De op te leggen straf en maatregel zijn gegrond op de artikelen 45, 47, 63 en 302 van het Wetboek van Strafrecht.

9.Beslissing

De rechtbank komt op grond van het voorgaande tot de volgende beslissing.
Verklaart het
primair en subsidiair tenlastegelegdeniet bewezen en
spreekt verdachtedaarvan
vrij.
Verklaart bewezen dat verdachte het meer subsidiair tenlastegelegde heeft begaan zoals hiervoor in rubriek 4 weergegeven.
Verklaart niet bewezen wat aan verdachte meer of anders is ten laste gelegd dan hiervoor is bewezenverklaard en spreekt verdachte daarvan vrij.

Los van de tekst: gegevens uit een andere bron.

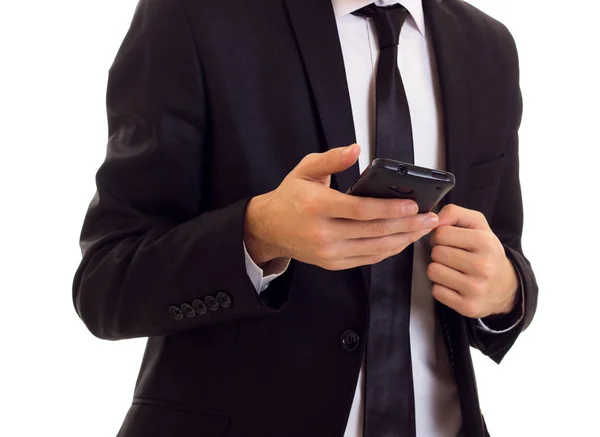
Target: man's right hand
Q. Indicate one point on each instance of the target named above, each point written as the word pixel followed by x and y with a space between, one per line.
pixel 306 220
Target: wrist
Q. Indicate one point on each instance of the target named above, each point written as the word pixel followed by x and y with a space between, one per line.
pixel 512 300
pixel 256 237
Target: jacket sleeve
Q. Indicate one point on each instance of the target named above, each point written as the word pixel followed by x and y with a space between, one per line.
pixel 507 224
pixel 155 261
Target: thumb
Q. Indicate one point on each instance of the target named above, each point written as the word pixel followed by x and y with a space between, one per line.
pixel 319 166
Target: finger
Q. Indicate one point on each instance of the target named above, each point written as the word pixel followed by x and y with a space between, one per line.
pixel 449 297
pixel 454 215
pixel 448 277
pixel 319 166
pixel 472 240
pixel 339 205
pixel 457 259
pixel 380 247
pixel 352 229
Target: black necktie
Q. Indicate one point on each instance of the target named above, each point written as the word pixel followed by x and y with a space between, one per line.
pixel 389 394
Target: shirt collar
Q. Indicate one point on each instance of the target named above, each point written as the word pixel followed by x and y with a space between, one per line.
pixel 415 7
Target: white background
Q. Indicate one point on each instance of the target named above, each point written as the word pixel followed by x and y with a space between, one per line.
pixel 56 379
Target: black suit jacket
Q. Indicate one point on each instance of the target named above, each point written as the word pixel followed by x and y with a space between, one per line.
pixel 211 103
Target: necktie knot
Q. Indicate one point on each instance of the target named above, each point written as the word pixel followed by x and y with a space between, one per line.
pixel 388 21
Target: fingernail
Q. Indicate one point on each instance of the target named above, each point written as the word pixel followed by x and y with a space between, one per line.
pixel 347 151
pixel 411 208
pixel 431 221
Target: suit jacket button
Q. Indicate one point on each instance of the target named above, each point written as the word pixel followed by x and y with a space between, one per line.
pixel 211 303
pixel 224 300
pixel 199 306
pixel 350 340
pixel 176 313
pixel 187 310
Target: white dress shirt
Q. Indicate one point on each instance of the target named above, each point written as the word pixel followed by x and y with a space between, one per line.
pixel 437 407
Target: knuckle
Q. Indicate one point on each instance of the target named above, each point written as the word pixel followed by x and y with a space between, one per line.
pixel 310 204
pixel 321 236
pixel 477 288
pixel 485 268
pixel 471 309
pixel 326 253
pixel 432 269
pixel 358 210
pixel 378 228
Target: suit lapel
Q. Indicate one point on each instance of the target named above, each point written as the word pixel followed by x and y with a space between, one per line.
pixel 314 25
pixel 450 45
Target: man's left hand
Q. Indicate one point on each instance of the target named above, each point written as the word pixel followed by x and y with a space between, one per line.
pixel 469 268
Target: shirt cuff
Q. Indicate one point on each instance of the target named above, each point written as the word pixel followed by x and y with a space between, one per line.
pixel 272 269
pixel 521 302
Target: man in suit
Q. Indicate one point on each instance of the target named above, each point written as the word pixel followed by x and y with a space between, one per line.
pixel 222 232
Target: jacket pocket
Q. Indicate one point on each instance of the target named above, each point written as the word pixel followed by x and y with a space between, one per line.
pixel 148 418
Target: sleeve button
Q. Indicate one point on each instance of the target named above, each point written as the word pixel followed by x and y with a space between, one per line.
pixel 224 300
pixel 176 313
pixel 199 306
pixel 187 310
pixel 211 303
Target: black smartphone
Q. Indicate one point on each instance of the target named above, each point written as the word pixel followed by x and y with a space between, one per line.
pixel 389 179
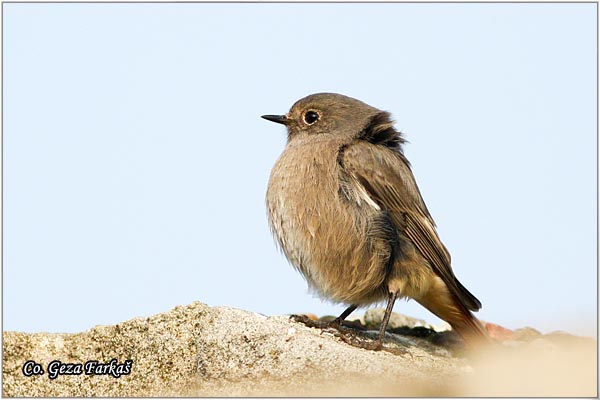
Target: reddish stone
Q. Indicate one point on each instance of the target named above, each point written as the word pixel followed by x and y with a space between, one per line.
pixel 499 332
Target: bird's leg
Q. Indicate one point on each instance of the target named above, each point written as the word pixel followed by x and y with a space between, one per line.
pixel 376 344
pixel 336 323
pixel 339 320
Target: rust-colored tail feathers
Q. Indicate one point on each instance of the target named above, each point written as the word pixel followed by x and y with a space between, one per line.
pixel 440 301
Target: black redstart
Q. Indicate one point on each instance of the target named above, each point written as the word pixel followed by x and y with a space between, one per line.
pixel 345 208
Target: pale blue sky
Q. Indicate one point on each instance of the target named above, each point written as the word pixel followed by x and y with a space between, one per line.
pixel 136 161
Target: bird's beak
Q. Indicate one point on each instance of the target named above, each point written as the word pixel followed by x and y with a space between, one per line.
pixel 280 119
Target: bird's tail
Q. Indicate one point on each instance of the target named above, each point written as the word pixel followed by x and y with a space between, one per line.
pixel 442 303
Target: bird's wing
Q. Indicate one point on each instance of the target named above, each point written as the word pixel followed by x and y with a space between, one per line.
pixel 386 176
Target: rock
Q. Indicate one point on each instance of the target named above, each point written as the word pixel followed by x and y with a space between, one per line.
pixel 373 317
pixel 526 334
pixel 197 350
pixel 498 332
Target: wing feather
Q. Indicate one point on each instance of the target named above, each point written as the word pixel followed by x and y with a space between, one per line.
pixel 386 176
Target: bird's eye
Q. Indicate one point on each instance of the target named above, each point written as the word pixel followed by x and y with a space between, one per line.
pixel 311 117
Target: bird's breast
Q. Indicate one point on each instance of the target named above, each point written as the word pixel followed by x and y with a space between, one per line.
pixel 325 236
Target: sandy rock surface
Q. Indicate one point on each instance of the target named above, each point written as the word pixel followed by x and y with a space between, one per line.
pixel 197 350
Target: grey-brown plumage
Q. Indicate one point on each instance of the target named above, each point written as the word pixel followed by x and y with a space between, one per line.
pixel 345 208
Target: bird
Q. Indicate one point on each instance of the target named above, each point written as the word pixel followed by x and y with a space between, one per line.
pixel 345 209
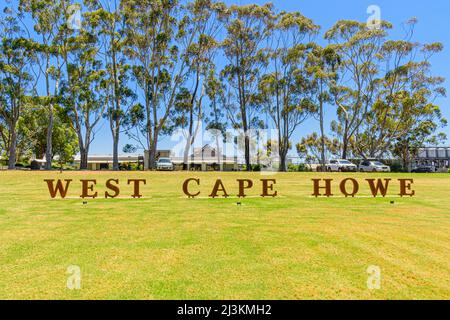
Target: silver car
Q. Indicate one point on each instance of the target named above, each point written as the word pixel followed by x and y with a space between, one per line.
pixel 341 165
pixel 164 164
pixel 373 166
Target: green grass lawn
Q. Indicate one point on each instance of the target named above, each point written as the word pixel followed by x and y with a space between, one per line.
pixel 166 246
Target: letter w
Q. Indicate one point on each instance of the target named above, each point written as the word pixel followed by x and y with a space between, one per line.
pixel 380 187
pixel 59 188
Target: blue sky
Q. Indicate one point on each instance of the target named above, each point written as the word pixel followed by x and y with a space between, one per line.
pixel 433 26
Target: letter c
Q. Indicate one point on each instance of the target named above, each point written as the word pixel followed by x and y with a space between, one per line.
pixel 186 185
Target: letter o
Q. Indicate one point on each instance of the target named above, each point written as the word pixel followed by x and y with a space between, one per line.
pixel 344 189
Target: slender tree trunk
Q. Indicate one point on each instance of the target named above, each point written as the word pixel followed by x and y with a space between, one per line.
pixel 116 151
pixel 12 149
pixel 152 157
pixel 49 148
pixel 322 139
pixel 247 152
pixel 84 159
pixel 187 149
pixel 283 159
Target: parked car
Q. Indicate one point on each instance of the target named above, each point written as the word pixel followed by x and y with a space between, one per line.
pixel 164 164
pixel 373 166
pixel 341 165
pixel 424 169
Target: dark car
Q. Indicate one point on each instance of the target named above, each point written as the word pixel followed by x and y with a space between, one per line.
pixel 423 169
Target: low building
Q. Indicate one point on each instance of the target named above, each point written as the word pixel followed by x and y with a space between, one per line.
pixel 438 157
pixel 206 158
pixel 105 162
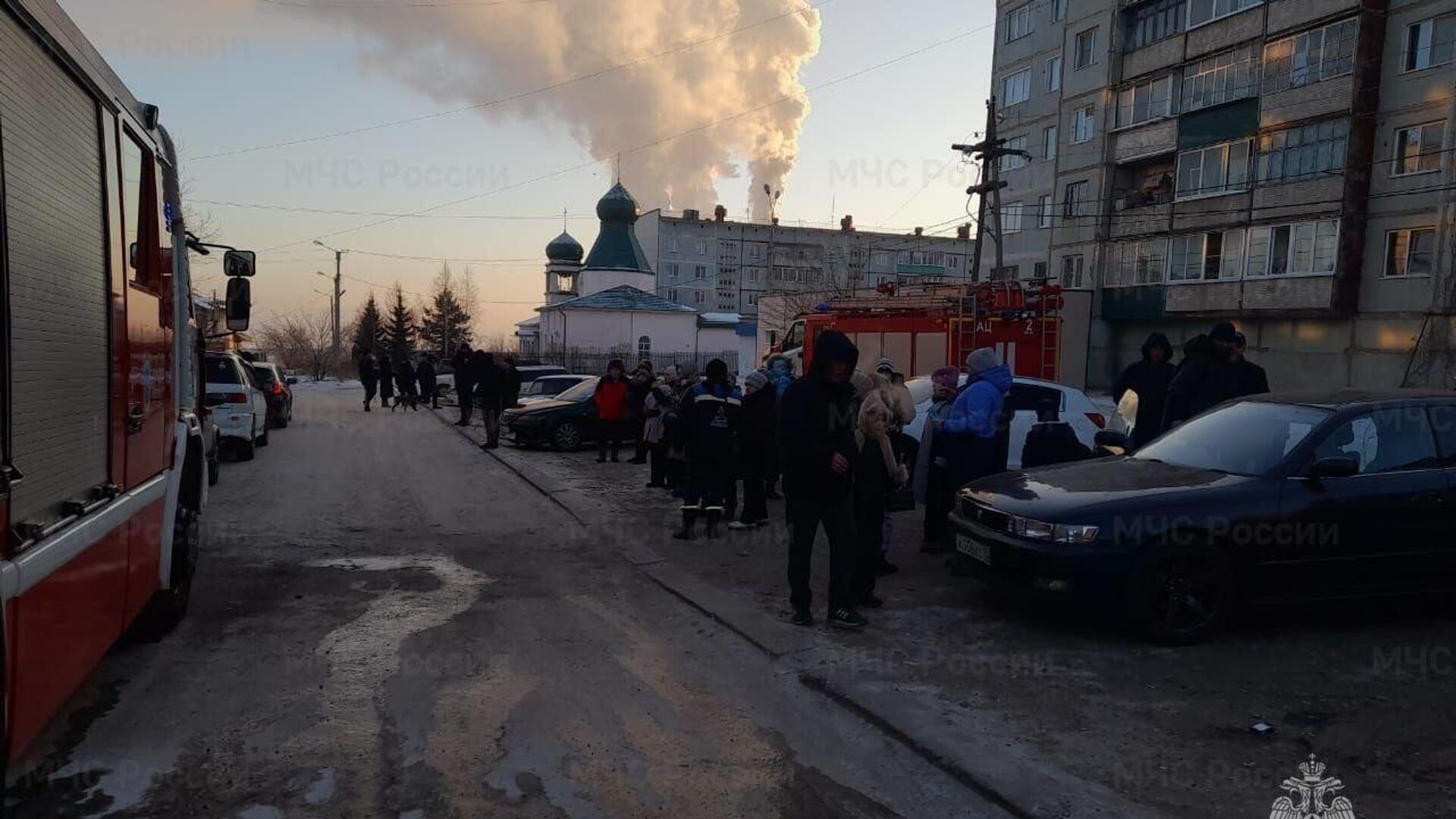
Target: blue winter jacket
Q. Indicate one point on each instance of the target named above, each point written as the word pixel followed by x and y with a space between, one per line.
pixel 977 410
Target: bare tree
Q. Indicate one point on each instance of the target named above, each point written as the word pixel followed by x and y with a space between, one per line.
pixel 302 341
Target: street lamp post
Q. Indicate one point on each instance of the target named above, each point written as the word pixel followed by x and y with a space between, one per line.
pixel 338 289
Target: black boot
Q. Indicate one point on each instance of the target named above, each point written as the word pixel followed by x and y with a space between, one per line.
pixel 689 521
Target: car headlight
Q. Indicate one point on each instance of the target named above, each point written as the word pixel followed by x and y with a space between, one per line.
pixel 1052 532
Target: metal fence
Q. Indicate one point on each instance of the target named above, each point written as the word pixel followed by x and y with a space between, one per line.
pixel 595 360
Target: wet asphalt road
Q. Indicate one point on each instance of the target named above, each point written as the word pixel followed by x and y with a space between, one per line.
pixel 388 623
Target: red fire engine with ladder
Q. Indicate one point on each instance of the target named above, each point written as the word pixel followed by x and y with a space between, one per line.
pixel 925 330
pixel 102 477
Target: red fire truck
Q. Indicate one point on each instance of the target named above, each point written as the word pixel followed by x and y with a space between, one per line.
pixel 102 477
pixel 940 325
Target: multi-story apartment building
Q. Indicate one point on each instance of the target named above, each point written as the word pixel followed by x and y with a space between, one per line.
pixel 721 265
pixel 1279 164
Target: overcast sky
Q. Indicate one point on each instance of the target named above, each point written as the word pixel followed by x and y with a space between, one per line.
pixel 242 74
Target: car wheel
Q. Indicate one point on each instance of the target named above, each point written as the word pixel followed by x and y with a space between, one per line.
pixel 168 607
pixel 566 436
pixel 1183 598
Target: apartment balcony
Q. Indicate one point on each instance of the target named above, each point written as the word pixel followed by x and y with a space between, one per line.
pixel 1307 102
pixel 1299 200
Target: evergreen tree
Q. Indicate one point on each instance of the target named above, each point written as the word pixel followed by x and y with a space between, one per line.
pixel 400 325
pixel 446 321
pixel 369 330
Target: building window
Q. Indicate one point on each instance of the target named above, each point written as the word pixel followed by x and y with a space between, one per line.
pixel 1012 161
pixel 1293 249
pixel 1206 257
pixel 1310 150
pixel 1055 74
pixel 1049 142
pixel 1018 22
pixel 1017 88
pixel 1419 149
pixel 1084 124
pixel 1044 212
pixel 1087 50
pixel 1136 262
pixel 1429 42
pixel 1410 253
pixel 1215 169
pixel 1075 199
pixel 1142 102
pixel 1207 11
pixel 1310 57
pixel 1222 77
pixel 1011 218
pixel 1153 22
pixel 1072 271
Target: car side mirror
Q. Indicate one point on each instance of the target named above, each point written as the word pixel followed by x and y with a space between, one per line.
pixel 239 264
pixel 239 303
pixel 1335 466
pixel 1111 442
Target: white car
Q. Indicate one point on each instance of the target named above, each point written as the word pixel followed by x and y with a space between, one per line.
pixel 239 407
pixel 1025 394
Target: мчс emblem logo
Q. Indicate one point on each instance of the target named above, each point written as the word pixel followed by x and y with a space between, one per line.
pixel 1312 796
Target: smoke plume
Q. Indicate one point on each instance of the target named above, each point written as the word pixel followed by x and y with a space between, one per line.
pixel 473 55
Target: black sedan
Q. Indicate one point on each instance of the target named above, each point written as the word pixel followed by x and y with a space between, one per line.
pixel 1274 497
pixel 564 423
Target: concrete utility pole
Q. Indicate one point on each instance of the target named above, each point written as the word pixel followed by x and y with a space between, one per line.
pixel 987 152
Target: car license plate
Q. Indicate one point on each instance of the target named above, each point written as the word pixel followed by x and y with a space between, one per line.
pixel 973 548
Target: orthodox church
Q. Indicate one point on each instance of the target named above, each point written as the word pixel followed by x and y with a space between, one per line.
pixel 607 303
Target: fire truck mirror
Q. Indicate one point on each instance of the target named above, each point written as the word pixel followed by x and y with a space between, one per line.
pixel 239 262
pixel 239 303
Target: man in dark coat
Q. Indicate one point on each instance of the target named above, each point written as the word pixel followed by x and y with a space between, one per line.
pixel 490 390
pixel 425 373
pixel 817 453
pixel 465 382
pixel 1149 379
pixel 710 422
pixel 1251 378
pixel 369 376
pixel 758 447
pixel 1204 378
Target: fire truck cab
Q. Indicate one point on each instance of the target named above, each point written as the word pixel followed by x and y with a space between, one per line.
pixel 938 327
pixel 102 474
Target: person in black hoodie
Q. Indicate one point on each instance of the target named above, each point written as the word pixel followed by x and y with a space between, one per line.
pixel 425 372
pixel 369 376
pixel 1204 378
pixel 817 452
pixel 465 382
pixel 1149 379
pixel 490 388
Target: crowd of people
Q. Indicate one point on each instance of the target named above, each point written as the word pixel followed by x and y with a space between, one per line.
pixel 403 384
pixel 833 436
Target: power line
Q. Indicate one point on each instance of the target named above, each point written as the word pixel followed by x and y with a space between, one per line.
pixel 514 96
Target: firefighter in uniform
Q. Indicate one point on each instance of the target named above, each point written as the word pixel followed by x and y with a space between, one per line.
pixel 708 419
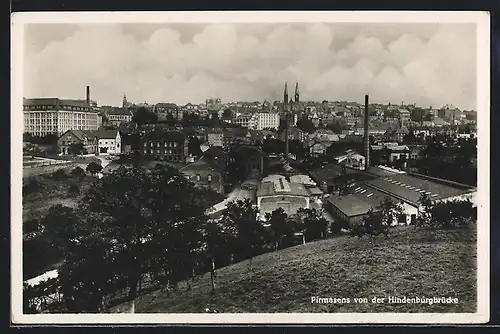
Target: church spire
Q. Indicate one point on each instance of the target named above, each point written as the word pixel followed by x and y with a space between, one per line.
pixel 297 95
pixel 285 94
pixel 124 102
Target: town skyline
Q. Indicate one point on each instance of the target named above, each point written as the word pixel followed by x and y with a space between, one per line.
pixel 426 64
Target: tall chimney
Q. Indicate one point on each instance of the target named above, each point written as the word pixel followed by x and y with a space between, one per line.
pixel 286 135
pixel 366 138
pixel 88 95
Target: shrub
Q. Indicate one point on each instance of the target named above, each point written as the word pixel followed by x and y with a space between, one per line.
pixel 94 168
pixel 60 174
pixel 446 215
pixel 73 190
pixel 32 184
pixel 78 173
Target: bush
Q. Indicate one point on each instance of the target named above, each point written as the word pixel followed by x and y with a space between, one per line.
pixel 74 190
pixel 31 184
pixel 60 175
pixel 446 215
pixel 78 173
pixel 94 168
pixel 31 226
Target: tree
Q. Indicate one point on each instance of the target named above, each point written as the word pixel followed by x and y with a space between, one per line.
pixel 60 226
pixel 194 146
pixel 279 225
pixel 73 190
pixel 306 125
pixel 315 226
pixel 77 149
pixel 377 220
pixel 78 173
pixel 241 216
pixel 94 168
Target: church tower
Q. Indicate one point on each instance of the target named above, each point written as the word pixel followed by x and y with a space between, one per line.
pixel 285 96
pixel 297 96
pixel 124 102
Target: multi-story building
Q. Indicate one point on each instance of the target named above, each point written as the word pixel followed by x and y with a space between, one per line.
pixel 214 104
pixel 264 120
pixel 168 110
pixel 109 141
pixel 215 138
pixel 169 146
pixel 87 138
pixel 44 116
pixel 243 120
pixel 209 171
pixel 115 116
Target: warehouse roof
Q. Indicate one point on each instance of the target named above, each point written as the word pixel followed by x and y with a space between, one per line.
pixel 278 185
pixel 411 187
pixel 359 202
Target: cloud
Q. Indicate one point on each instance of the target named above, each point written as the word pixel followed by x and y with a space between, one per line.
pixel 427 64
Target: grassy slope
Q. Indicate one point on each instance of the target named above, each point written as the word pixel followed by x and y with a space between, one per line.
pixel 53 192
pixel 410 263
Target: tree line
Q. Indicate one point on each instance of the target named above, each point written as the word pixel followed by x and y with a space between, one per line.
pixel 135 226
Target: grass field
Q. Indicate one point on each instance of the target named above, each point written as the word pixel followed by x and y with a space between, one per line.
pixel 52 192
pixel 411 263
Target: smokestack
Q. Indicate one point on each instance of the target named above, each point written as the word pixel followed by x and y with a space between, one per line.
pixel 366 136
pixel 88 95
pixel 286 135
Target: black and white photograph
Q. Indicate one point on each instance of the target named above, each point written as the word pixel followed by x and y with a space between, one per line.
pixel 263 167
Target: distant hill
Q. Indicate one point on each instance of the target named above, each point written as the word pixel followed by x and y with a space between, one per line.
pixel 411 263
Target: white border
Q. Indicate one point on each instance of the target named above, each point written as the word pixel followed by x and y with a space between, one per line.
pixel 481 19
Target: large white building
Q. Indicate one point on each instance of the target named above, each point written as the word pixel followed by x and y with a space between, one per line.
pixel 116 116
pixel 109 142
pixel 44 116
pixel 263 120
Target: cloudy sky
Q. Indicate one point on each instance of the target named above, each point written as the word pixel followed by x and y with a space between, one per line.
pixel 426 64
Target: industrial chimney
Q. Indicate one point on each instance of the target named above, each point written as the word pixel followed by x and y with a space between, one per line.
pixel 88 95
pixel 366 138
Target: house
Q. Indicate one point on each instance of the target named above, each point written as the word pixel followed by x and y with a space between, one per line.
pixel 116 116
pixel 208 171
pixel 318 147
pixel 215 138
pixel 275 191
pixel 166 111
pixel 351 159
pixel 234 135
pixel 390 153
pixel 293 134
pixel 109 141
pixel 171 146
pixel 86 137
pixel 397 132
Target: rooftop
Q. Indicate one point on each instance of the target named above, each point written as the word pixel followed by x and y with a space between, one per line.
pixel 165 135
pixel 54 102
pixel 106 134
pixel 278 185
pixel 410 187
pixel 359 202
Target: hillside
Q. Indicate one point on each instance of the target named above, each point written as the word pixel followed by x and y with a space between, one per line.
pixel 411 263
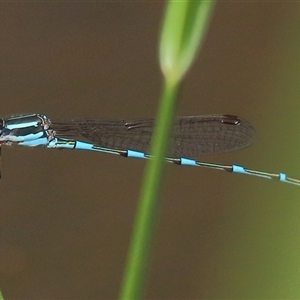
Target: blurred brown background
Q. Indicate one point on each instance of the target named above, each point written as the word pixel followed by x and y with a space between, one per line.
pixel 66 216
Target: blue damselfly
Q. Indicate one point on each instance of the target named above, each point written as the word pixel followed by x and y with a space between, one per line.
pixel 191 136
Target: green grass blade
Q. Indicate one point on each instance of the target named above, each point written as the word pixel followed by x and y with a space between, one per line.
pixel 178 47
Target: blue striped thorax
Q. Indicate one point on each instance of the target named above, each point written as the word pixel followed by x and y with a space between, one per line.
pixel 29 130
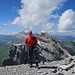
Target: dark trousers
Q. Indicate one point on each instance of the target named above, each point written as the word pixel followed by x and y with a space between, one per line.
pixel 32 54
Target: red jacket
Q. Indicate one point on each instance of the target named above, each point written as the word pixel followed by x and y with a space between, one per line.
pixel 30 41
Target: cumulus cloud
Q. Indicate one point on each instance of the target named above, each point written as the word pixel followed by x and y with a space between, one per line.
pixel 37 13
pixel 67 21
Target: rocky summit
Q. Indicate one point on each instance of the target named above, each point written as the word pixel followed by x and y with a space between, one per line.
pixel 53 59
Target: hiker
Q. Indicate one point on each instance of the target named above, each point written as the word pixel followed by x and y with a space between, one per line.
pixel 31 42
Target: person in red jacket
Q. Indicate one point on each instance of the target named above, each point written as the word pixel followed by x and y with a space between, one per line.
pixel 31 42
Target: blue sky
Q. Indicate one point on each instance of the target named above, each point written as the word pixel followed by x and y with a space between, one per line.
pixel 52 16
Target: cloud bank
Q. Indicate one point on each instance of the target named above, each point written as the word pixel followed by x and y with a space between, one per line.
pixel 67 21
pixel 37 13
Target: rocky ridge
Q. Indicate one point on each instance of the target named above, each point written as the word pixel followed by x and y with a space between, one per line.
pixel 53 60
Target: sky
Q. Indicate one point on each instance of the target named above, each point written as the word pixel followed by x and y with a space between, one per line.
pixel 52 16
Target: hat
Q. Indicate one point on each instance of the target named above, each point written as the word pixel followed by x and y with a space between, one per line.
pixel 29 32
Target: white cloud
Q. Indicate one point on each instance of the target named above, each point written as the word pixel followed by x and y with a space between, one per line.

Het bewezenverklaarde levert op:
medeplegen van poging tot zware mishandeling
Verklaart het bewezene strafbaar.
Verklaart verdachte,
[verdachte], daarvoor strafbaar.
Veroordeelt verdachte tot een
gevangenisstrafvoor de duur van
4 (vier) maanden.
Beveelt dat de tijd die door veroordeelde voor de tenuitvoerlegging van deze uitspraak in verzekering en in voorlopige hechtenis is doorgebracht, bij de tenuitvoerlegging van die straf in mindering gebracht zal worden.
Opheffing van het tegen verdachte verleende bevel tot voorlopige hechtenis met ingang van het tijdstip waarop de duur daarvan gelijk wordt aan de duur van de opgelegde vrijheidsstraf.
Dit vonnis is gewezen door mr. R.A. Overbosch, voorzitter,
mrs. E. van den Brink en C.M. Noomen, rechters,
in tegenwoordigheid van mrs. N. Entius en K.P.M. Smeets, griffiers,
en uitgesproken op de openbare terechtzitting van deze rechtbank van 6 mei 2025.